Взятие крови для серологического исследования. Кровь животных берут стерильными иглами у лошадей, крупного рогатого скота, верблюдов и у других крупных животных, а также у овец, коз из яремной вены, у свиней - из копчика хвоста или из ушной вены. На месте взятия пробы шерсть выстригают и кожу протирают дезинфицирующим раствором или денатурированным спиртом. При взятии крови следят, чтобы капли ее не попали на землю; для этого на муфту иглы надевают небольшую резиновую трубку, конец которой опускают в пробирку. С этой же целью используют специальный прибор, в который с одного конца вставляют иглу, а с противоположной стороны - пробирку. Струю крови нужно направлять по стенке пробирки, чтобы избежать распада эритроцитов (гемолиза). Гемолизированная кровь для исследования непригодна.

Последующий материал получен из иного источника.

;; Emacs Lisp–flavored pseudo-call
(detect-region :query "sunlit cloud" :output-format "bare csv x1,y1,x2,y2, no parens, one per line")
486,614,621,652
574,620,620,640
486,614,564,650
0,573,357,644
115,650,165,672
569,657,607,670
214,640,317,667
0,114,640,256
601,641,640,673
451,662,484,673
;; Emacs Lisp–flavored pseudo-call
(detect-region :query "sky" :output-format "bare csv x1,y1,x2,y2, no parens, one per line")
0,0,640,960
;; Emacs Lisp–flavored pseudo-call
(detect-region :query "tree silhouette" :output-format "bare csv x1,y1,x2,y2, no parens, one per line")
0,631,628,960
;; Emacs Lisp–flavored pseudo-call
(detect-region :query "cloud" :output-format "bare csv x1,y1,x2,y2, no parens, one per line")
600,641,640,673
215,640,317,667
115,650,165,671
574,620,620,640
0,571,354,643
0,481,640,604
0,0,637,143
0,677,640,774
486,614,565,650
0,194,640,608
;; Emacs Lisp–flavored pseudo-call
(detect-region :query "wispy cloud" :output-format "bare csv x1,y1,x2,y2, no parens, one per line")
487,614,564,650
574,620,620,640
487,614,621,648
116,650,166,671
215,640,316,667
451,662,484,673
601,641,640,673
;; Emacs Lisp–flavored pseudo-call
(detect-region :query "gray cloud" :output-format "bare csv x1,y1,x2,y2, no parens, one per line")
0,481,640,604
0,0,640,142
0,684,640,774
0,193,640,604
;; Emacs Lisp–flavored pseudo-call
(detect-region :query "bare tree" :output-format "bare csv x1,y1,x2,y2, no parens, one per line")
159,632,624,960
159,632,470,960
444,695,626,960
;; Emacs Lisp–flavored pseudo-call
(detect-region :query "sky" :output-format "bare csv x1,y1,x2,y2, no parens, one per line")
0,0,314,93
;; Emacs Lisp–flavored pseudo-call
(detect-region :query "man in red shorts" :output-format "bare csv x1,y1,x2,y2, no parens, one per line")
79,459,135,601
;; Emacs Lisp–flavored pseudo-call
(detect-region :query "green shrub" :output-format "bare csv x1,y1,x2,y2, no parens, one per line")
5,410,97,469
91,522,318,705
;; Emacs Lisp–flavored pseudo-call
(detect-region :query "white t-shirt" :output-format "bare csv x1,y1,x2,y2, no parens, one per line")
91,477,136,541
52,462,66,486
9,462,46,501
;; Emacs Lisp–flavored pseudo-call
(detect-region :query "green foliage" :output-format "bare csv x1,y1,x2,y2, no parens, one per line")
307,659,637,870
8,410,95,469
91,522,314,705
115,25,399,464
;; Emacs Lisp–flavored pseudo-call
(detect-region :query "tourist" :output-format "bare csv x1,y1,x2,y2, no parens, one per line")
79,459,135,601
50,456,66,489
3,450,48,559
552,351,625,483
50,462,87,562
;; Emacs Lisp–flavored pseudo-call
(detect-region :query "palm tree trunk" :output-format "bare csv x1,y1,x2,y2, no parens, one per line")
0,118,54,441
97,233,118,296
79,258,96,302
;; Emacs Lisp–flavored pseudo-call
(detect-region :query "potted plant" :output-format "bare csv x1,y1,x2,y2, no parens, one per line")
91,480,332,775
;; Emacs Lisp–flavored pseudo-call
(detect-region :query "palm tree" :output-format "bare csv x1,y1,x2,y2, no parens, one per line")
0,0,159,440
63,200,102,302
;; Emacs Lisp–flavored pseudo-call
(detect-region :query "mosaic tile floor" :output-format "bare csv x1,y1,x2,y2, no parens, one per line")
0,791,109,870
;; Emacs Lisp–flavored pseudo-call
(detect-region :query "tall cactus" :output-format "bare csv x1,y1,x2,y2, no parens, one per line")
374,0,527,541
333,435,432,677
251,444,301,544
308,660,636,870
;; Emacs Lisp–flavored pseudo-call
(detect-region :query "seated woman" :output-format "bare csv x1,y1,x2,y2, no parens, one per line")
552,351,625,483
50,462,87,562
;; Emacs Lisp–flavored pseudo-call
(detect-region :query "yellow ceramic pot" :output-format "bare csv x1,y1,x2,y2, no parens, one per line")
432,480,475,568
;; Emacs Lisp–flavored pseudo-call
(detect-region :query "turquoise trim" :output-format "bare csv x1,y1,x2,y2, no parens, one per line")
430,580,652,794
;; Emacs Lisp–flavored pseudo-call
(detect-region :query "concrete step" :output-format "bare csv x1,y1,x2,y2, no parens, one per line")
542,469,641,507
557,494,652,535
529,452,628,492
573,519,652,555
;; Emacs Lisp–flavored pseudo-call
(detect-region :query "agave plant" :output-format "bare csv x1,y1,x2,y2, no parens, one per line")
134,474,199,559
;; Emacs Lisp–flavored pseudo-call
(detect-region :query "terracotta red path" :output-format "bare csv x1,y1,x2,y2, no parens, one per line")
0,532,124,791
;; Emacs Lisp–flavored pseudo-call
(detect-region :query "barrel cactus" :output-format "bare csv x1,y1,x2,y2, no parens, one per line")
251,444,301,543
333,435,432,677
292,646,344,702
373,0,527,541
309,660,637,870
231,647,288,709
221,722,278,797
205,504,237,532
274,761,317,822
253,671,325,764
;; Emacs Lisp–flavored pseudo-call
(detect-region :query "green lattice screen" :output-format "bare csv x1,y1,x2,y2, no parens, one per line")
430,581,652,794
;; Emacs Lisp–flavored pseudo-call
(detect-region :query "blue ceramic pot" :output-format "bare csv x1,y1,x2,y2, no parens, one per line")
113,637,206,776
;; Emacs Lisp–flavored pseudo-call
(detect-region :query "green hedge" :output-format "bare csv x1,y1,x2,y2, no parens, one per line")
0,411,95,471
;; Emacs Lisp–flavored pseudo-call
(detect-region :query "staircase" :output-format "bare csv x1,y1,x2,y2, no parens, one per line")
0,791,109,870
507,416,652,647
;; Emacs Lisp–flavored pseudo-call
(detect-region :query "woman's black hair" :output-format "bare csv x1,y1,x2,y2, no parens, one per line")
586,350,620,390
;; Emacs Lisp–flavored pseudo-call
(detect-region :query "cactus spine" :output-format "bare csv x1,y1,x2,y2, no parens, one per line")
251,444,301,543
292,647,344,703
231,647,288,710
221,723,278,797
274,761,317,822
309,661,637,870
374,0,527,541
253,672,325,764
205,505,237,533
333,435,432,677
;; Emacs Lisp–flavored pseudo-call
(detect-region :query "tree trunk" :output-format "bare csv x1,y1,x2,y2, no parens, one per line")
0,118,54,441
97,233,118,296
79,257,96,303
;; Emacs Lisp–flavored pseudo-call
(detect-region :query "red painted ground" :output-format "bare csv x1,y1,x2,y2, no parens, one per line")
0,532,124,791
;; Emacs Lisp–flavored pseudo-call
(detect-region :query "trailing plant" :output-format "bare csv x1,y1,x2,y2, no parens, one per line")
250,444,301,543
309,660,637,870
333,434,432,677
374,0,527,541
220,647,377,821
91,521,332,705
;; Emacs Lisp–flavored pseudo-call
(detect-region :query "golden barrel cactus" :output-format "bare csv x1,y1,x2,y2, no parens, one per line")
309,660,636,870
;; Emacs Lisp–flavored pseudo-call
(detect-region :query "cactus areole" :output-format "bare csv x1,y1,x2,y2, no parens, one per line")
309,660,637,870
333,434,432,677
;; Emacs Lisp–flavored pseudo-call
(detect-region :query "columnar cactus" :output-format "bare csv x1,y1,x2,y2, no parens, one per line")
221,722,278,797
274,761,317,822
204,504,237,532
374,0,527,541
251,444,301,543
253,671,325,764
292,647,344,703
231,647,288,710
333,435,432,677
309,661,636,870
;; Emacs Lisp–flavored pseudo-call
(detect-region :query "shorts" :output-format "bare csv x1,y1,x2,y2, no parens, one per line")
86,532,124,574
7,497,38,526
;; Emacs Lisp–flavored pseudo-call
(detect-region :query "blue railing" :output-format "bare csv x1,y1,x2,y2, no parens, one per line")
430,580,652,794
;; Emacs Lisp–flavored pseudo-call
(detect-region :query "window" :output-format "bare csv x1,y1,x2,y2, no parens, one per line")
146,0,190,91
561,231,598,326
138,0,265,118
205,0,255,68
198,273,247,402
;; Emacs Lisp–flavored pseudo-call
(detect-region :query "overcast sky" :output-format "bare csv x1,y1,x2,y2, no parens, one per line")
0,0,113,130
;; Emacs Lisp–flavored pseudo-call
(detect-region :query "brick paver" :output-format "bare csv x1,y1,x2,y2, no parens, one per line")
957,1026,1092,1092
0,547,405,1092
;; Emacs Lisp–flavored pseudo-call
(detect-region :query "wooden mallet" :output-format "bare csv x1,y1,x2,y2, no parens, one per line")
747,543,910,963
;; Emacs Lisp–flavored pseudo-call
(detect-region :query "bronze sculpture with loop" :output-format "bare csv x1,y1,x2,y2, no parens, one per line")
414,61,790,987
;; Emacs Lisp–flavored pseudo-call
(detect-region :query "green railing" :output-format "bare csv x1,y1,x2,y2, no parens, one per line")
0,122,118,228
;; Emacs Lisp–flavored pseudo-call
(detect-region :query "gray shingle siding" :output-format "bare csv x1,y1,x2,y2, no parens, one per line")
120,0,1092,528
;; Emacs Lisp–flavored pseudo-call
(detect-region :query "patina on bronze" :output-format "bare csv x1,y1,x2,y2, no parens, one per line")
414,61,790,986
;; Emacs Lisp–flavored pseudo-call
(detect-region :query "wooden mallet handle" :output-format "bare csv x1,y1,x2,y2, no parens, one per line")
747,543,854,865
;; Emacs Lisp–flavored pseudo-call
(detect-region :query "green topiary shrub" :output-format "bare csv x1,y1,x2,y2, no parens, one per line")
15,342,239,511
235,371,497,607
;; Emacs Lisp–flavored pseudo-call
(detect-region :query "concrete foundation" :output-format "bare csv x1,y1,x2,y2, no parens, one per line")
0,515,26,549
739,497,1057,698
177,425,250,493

Кровь, взятую зимой, сразу же ставят в теплое место для свертывания кровяного сгустка и отстаивания сыворотки. Кровь доставляют в лабораторию не позднее чем на 2-3-й день после ее взятия. Сохранять ее следует в темном и прохладном месте. В жаркую погоду при невозможности своевременной отправки крови для исследования ее необходимо консервировать 0,5%-ным раствором карболовой кристаллической кислоты на физиологическом (0,85?о-ном) растворе поваренной соли. С этой целью отстоявшуюся сыворотку крови пипеткой отсасывают и переносят в чистые пробирки, оставив в первоначальной пробирке кровяной сгусток. К 9 мл сыворотки крови добавляют 1 мл 5%-ного раствора карболовой кристаллической кислоты, пробирку тщательно встряхивают, плотно закрыв ватной пробкой. При малом количестве исследуемой сыворотки к 1 мл ее добавляют 0,1 мл указанного раствора карболовой кислоты. Консервированная сыворотка может сохраняться длительное время.

Пробирки с кровью упаковывают в вертикальном положении и отправляют в лабораторию с нарочным, предохраняя от замораживания и встряхивания. Гемолизированная, проросшая и покрытая сверху пленкой плесени кровь, а также помутневшая сыворотка давно взятой крови для серологического исследования непригодны.

На каждой пробирке с кровью ставят номер или кличку животного. Бумажную этикетку надписывают простым карандашом и прикрепляют ее резиновым колечком, плотно надетым на пробирку. Пробы с кровью направляют в сопровождении списка, составленного в 2 экземплярах. Одни из них с обозначением полученных результатов лаборатория возвращает лицу, направившему кровь на исследование.